Brandenburgische Zentrum für Medienwissenschaften

In collaboration with Prof. Dr. Jan Distelmeyer

APIs as media

APIs, i.e. programming interfaces, play a central role in the 'interface complex'. They determine the extent to which external users can access and modify a platform's data. This leads to a tension between disclosure and control. In my presentation, I will use two examples to show how I use data visualizations to make the potential space of APIs visible, work with them and demonstrate their structures.
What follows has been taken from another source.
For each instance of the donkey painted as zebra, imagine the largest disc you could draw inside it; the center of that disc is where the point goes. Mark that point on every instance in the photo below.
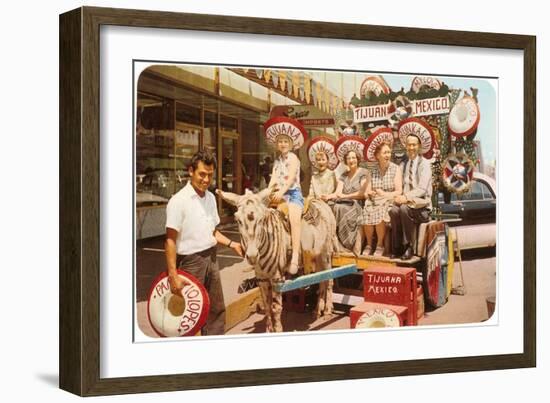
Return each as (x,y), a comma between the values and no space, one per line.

The concept of the “interface” was originally developed in physics in the late 19th century - to explain the conduction of energy. From the end of the 1950s, the term interface became established in computer technology for the regulated relationship between people and computers. To this day, the term “interface” is often used to describe the human-machine relationship that we encounter every day, for example in the form of graphical user interfaces. However, the term interface encompasses much more. Interfaces do not only mediate between computers and people: Rather, interfaces establish connections on all present and hidden levels in, between and to computers, which are necessary today for the functioning of digital technology in its diverse forms, embeddings and networking. Interfaces perform mediations for and as computer work: from hardware-hardware interfaces for the cables of the Internet to APIs (Application Programming Interfaces) to sensors of self-driving cars or “smart” cities and all those software/hardware constellations for people to provide input. The term interface addresses these diverse forms of connections - and helps to question the complexity of the digital present precisely because these interface forms are also permanently interlinked. They belong and work together, are interdependent and thus form an interface complex.